RI Perkuat Industri Sapi: Manfaatkan Lahan Transmigrasi Komunal
Pemerintah Indonesia akan memperkuat industri peternakan sapi dengan memanfaatkan lahan transmigrasi secara komunal, menarik investasi dan menguntungkan ekonomi masyarakat.

Pemerintah Indonesia meluncurkan program inovatif untuk memperkuat industri peternakan sapi nasional. Program ini memanfaatkan lahan transmigrasi seluas 3,1 juta hektare Hak Pengelolaan Lahan (HPL) dan 525.995 hektare lahan yang sedang dikembangkan. Inisiatif ini diumumkan setelah pertemuan antara Wakil Menteri Investasi, Menteri Transmigrasi, Direktur Jenderal Peternakan dan Kesehatan Hewan, serta perwakilan PT Asiabeef Biofarma Indonesia.

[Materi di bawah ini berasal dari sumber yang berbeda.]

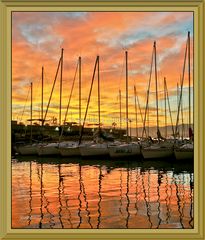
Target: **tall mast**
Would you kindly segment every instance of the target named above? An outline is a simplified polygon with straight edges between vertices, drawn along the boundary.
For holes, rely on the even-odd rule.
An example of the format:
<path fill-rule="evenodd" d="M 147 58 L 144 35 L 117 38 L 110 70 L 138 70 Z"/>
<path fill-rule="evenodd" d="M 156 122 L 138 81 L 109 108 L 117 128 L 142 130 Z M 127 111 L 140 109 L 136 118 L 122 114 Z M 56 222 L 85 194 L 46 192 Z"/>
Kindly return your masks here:
<path fill-rule="evenodd" d="M 92 82 L 91 82 L 91 86 L 90 86 L 90 92 L 89 92 L 87 106 L 86 106 L 86 110 L 85 110 L 85 116 L 84 116 L 84 120 L 83 120 L 83 125 L 82 125 L 81 131 L 80 131 L 80 138 L 79 138 L 78 145 L 80 145 L 81 141 L 82 141 L 84 126 L 85 126 L 85 120 L 86 120 L 86 117 L 87 117 L 88 108 L 89 108 L 89 104 L 90 104 L 90 97 L 91 97 L 91 93 L 92 93 L 92 89 L 93 89 L 93 82 L 94 82 L 94 78 L 95 78 L 95 72 L 96 72 L 98 61 L 99 61 L 99 56 L 97 56 L 96 61 L 95 61 L 95 66 L 94 66 L 93 76 L 92 76 Z"/>
<path fill-rule="evenodd" d="M 190 67 L 191 67 L 190 65 L 190 32 L 188 32 L 189 129 L 191 128 L 191 68 Z"/>
<path fill-rule="evenodd" d="M 97 56 L 98 61 L 98 128 L 100 130 L 100 57 Z"/>
<path fill-rule="evenodd" d="M 155 69 L 155 83 L 156 83 L 156 107 L 157 107 L 157 132 L 159 131 L 159 112 L 158 112 L 158 88 L 157 88 L 157 49 L 154 41 L 154 69 Z"/>
<path fill-rule="evenodd" d="M 127 142 L 129 140 L 129 126 L 128 126 L 128 63 L 127 63 L 128 53 L 125 51 L 126 60 L 126 130 L 127 130 Z"/>
<path fill-rule="evenodd" d="M 81 57 L 79 57 L 79 134 L 81 127 Z"/>
<path fill-rule="evenodd" d="M 120 102 L 120 130 L 122 129 L 122 102 L 121 102 L 121 90 L 119 89 L 119 102 Z"/>
<path fill-rule="evenodd" d="M 172 125 L 172 134 L 174 136 L 174 125 L 173 125 L 173 121 L 172 121 L 172 112 L 171 112 L 171 106 L 170 106 L 170 102 L 169 102 L 169 93 L 168 93 L 168 89 L 167 89 L 166 78 L 165 78 L 165 89 L 166 89 L 166 99 L 167 99 L 168 107 L 169 107 L 169 115 L 170 115 L 170 120 L 171 120 L 171 125 Z"/>
<path fill-rule="evenodd" d="M 182 79 L 180 76 L 180 84 L 182 84 Z M 181 89 L 182 91 L 182 89 Z M 181 117 L 182 117 L 182 140 L 184 138 L 184 116 L 183 116 L 183 96 L 181 98 Z"/>
<path fill-rule="evenodd" d="M 42 76 L 41 76 L 41 125 L 43 126 L 43 80 L 44 80 L 44 68 L 42 66 Z"/>
<path fill-rule="evenodd" d="M 138 138 L 138 125 L 137 125 L 137 92 L 136 92 L 136 86 L 134 86 L 134 97 L 135 97 L 136 137 Z"/>
<path fill-rule="evenodd" d="M 62 82 L 63 82 L 63 48 L 61 49 L 61 75 L 60 75 L 60 108 L 59 108 L 59 125 L 61 125 Z"/>
<path fill-rule="evenodd" d="M 31 82 L 31 138 L 30 141 L 32 142 L 33 132 L 32 132 L 32 122 L 33 119 L 33 83 Z"/>
<path fill-rule="evenodd" d="M 164 77 L 164 111 L 165 111 L 165 138 L 167 138 L 167 98 L 166 98 L 166 78 Z"/>

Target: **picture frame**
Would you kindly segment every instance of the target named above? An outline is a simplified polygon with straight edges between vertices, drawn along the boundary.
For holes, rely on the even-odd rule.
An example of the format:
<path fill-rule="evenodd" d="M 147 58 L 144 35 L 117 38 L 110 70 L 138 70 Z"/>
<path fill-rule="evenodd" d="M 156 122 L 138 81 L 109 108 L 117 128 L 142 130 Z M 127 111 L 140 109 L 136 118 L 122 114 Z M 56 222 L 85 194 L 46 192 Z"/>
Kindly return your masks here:
<path fill-rule="evenodd" d="M 12 11 L 194 12 L 194 229 L 12 229 L 11 228 L 11 13 Z M 205 239 L 205 0 L 0 2 L 0 239 Z"/>

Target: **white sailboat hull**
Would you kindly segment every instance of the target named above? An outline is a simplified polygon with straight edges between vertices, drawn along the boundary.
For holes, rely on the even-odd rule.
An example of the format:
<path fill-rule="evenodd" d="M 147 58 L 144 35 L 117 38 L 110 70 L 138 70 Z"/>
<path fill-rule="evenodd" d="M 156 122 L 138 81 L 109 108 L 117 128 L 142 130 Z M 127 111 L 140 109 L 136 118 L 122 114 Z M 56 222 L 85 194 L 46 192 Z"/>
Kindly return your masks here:
<path fill-rule="evenodd" d="M 177 160 L 186 160 L 194 158 L 194 150 L 193 149 L 175 149 L 174 155 Z"/>
<path fill-rule="evenodd" d="M 58 145 L 40 146 L 38 147 L 37 151 L 39 156 L 52 156 L 60 154 Z"/>
<path fill-rule="evenodd" d="M 18 146 L 16 148 L 16 151 L 21 154 L 21 155 L 37 155 L 37 145 L 23 145 L 23 146 Z"/>
<path fill-rule="evenodd" d="M 112 158 L 140 155 L 140 146 L 135 144 L 123 144 L 109 147 L 109 155 Z"/>
<path fill-rule="evenodd" d="M 169 158 L 173 156 L 173 153 L 173 149 L 171 148 L 142 149 L 142 156 L 144 159 Z"/>
<path fill-rule="evenodd" d="M 79 147 L 62 147 L 59 148 L 60 155 L 62 157 L 72 157 L 72 156 L 80 156 Z"/>
<path fill-rule="evenodd" d="M 108 155 L 108 147 L 104 144 L 93 144 L 88 146 L 79 147 L 80 154 L 82 157 L 89 157 L 89 156 L 104 156 Z"/>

Konsep utama program ini adalah pengelolaan lahan transmigrasi secara komunal melalui korporasi masyarakat. Sistem ini memungkinkan kerja sama usaha (KSU) yang saling menguntungkan antara masyarakat dan investor. Hal ini merupakan perubahan signifikan dari sistem sebelumnya di mana transmigran hanya mendapatkan dua hektare lahan, kini mereka mendapatkan rumah dan pekarangan, dengan lahan dikelola secara kolektif.
Program ini bertujuan untuk mengatasi kendala lahan dalam industri peternakan sapi dan meningkatkan produksi dalam negeri. Dengan demikian, Indonesia dapat mengurangi ketergantungan pada impor daging dan susu sapi, mendukung hilirisasi industri, dan berkontribusi pada program Makan Bergizi Gratis (MBG).
Lahan Transmigrasi: Solusi untuk Industri Peternakan Sapi
Menteri Transmigrasi, Iftitah Sulaiman, menjelaskan bahwa konsep pengelolaan lahan transmigrasi secara komunal merupakan solusi inovatif untuk mengatasi permasalahan lahan dalam industri peternakan sapi. "Aset korporasi masyarakat ini kita ubah menjadi equity dalam bentuk saham yang dibagikan kepada masyarakat," ujarnya. Sistem ini diharapkan dapat memberdayakan masyarakat transmigran dan meningkatkan kesejahteraan mereka.
Direktur Jenderal Peternakan dan Kesehatan Hewan, Agung Suganda, menambahkan bahwa program ini akan dimulai dengan proyek percontohan di Sumba Timur, Nusa Tenggara Timur (NTT). Proyek ini akan membangun ekosistem peternakan sapi yang terintegrasi, mulai dari pengolahan hingga pemasaran. "Untuk 10.000 hektare HPL transmigrasi bisa untuk memelihara sapi betina produktif sebanyak 5.000 ekor termasuk ekosistem pengolahan hingga hilir," jelasnya.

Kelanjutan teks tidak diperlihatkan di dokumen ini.